You also have to take a look at your complete technology ecosystem. What does that look like? If you centralize your warehouse management platform, is their middleware that’s involved? Is there an order management component? Is there a transportation management system? Are there applications that coexist with the system? And, most importantly, make sure again that the functional behavior is consistent with the types of clients you’re working with because, ultimately, it’s going to affect not only the operational fortitude but also the reporting aspect and the analytics of your business, which, in my opinion, is probably more critical and more important than any other aspect of the business. So, tech is one part.
Kind of parallel is having that communications process in place in terms of meetings, milestone meetings, QBR’s, that kind of cadence, but also having the operational processes that coexist with the communication that takes place. So, in simple language, having that ability to have insight to the steps and the activity — better word — of what’s going on operationally and being able to have easy access to information, which will be communicated to the end user.

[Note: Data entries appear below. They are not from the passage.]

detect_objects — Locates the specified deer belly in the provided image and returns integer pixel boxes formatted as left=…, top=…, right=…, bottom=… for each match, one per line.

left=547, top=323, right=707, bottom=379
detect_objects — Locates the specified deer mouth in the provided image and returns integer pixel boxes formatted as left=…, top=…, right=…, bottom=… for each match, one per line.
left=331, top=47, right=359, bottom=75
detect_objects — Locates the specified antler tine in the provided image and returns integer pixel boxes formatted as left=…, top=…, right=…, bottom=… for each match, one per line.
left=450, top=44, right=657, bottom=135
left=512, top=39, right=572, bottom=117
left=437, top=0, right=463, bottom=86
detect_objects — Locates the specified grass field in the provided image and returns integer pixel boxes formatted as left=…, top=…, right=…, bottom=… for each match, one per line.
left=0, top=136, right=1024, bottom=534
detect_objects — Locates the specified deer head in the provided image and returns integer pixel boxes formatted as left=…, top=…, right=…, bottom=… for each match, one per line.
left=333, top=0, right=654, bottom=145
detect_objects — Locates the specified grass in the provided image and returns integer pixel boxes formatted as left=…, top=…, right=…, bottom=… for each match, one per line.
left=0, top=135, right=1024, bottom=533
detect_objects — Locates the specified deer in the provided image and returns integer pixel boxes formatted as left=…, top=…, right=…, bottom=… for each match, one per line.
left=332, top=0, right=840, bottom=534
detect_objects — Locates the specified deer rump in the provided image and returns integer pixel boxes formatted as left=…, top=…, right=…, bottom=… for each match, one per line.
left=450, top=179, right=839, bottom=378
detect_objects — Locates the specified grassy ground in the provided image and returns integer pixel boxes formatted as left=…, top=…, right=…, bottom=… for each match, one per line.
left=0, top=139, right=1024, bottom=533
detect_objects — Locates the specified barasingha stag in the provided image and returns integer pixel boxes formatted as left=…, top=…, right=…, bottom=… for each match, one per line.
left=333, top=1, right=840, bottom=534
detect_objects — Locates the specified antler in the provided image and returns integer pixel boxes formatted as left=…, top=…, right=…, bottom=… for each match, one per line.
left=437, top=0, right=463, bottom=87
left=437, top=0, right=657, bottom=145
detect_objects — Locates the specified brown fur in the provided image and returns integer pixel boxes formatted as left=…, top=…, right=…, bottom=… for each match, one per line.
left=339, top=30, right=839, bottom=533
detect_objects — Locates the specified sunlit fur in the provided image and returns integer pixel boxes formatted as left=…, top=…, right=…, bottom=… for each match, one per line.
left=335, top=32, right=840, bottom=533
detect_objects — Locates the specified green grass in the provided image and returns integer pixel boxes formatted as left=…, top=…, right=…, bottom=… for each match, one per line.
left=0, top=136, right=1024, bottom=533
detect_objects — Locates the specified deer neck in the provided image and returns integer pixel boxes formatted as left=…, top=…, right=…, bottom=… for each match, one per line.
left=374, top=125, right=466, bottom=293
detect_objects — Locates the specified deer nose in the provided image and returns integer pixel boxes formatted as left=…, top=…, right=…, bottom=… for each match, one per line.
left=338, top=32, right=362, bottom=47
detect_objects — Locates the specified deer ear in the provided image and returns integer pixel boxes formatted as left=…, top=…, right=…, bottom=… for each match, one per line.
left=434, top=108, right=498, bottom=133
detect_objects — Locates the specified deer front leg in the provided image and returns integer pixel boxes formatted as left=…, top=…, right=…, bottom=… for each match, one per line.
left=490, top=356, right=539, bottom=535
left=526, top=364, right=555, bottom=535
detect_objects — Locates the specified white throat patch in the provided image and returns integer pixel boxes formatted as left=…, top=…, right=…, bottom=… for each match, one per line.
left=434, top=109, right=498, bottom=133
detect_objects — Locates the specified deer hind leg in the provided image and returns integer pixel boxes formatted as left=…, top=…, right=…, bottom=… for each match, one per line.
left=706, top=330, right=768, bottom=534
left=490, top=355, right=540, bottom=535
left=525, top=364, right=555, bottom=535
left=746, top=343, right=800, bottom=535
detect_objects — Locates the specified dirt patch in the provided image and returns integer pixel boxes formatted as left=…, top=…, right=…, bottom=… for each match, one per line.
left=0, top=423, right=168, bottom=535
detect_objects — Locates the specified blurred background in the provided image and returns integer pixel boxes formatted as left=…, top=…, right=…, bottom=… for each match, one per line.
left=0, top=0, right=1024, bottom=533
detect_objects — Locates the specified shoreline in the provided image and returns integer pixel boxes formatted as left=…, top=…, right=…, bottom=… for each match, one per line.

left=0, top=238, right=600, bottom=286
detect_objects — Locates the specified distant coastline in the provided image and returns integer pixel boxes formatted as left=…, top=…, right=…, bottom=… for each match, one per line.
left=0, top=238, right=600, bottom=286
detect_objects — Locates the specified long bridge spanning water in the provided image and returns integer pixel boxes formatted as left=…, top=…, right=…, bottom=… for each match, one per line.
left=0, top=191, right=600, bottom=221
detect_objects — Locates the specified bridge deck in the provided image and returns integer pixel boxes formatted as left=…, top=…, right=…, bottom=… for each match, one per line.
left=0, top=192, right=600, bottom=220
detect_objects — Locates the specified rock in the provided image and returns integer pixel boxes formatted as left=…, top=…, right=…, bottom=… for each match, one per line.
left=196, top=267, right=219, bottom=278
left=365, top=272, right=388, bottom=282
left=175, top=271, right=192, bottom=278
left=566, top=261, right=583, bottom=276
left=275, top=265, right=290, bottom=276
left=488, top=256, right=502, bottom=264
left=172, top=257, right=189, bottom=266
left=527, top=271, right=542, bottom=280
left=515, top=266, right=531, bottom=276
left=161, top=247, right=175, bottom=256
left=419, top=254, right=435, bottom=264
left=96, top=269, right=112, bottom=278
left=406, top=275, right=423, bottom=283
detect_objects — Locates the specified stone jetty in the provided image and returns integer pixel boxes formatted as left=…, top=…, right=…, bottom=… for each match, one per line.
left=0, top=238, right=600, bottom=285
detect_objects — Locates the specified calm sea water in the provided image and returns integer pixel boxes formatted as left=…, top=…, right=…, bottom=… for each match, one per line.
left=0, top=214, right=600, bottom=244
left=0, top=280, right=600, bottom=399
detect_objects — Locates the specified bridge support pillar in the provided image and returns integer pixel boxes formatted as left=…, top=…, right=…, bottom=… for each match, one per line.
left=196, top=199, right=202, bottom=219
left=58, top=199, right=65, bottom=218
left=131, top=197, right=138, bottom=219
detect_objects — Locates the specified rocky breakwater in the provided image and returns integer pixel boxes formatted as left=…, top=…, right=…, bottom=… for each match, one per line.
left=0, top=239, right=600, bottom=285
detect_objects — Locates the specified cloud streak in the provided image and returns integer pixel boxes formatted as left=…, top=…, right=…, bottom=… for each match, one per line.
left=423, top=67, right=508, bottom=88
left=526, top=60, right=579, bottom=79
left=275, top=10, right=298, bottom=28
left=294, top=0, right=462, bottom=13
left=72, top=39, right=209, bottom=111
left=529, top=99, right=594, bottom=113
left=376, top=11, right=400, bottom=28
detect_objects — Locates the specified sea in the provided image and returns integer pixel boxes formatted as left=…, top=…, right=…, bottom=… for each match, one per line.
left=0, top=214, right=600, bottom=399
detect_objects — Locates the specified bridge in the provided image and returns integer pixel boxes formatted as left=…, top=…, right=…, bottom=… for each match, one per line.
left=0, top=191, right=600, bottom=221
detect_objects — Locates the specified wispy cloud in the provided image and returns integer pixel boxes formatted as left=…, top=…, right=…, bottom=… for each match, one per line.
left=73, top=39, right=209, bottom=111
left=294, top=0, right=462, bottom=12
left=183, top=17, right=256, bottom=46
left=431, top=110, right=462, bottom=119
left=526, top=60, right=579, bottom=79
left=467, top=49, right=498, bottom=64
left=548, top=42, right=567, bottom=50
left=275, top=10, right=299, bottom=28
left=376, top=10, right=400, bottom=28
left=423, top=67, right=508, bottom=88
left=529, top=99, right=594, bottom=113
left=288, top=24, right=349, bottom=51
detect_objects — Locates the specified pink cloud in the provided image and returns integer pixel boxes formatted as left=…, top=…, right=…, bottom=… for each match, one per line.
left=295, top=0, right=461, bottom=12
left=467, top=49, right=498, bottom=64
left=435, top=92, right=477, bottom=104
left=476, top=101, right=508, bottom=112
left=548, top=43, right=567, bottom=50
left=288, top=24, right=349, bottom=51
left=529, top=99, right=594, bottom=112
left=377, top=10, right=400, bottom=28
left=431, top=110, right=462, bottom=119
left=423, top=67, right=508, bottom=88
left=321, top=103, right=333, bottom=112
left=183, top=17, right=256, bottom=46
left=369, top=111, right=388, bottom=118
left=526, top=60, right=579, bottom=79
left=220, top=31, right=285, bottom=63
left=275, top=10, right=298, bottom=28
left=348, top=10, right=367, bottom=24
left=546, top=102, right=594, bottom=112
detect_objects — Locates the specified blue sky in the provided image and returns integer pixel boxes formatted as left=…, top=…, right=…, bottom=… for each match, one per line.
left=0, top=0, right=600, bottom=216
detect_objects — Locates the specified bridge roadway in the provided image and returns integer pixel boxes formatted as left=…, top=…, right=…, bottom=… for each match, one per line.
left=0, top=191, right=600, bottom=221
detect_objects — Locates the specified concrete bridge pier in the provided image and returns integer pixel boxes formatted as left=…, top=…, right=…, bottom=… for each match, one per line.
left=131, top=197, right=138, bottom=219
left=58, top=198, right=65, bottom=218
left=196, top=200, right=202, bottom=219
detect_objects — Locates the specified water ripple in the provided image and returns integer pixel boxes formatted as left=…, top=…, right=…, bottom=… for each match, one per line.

Rachel Andrea Go: So, my next one is about last year. What are some of the things that happened last year that you’re really excited about or that will, you know, basically impact us far into the future?
Steven Edelstein: Well, you’re asking a question that is pretty easy to answer for Fulfillment IQ, because the way we look at things, the more the supply chain is broken, the better off it is for us. So, with that premise in place, what I’m excited to see in the future is A) the understanding that companies are going to get much more focused on who they are and what they do and how they do it, and, most importantly, be respectful of their approach to the market.
Clients are getting much more intelligent about how they operate their businesses from a back-end, logistical perspective. They’re much more in tune with how to operate the business, logistically versus from a go-to-market strategy perspective. I think that, because of the supposed consolidation that is going to take place, I think most companies, both brands, retailers, fulfillment groups, 3PLs, whatever you want to call them, are all going to have to prepare for the long term and make sure that they are structurally set up to have incremental not only growth but incremental functionality as the market continues to change.
Rachel Andrea Go: Thank you. And my last question, just to wrap up, kind of, the consolidation that we’ve just been talking about this whole call: Would you advise brands need to go for one of the big guys when it comes to fulfillment? So, like, if I was a brand, do I need to go with someone who will for sure be there and not be acquired in the next three or four years?
Steven Edelstein: I mean, you make a very good point, and it’s an excellent question. Not to dilute the question, but I think it really is a case by case situation. I think there are some smaller entities that, again, have an understanding of the environment in which they live and breathe as well as the clients live and breathe and can coexist very nicely without having the size and long—legacy and longevity that they might have. So, I think that’s a good thing. I think that you need to be aware of who they are as a business, who supports them financially. Are they independent owners and operators? Are they private equity venture capital supported? Are they institutionally supported?
You need to understand that structure, that’s important. And does that align with your business? Structurally, from a corporate perspective, and administratively. So, I think you need to take a look at that. But, again, it’s a case-by-case situation, but generally speaking, size has nothing to do with anything, it really doesn’t, doesn’t have anything to do—it has more to do with ability, understanding of the market, experience with products and businesses that are similar, and can they speak the language correctly?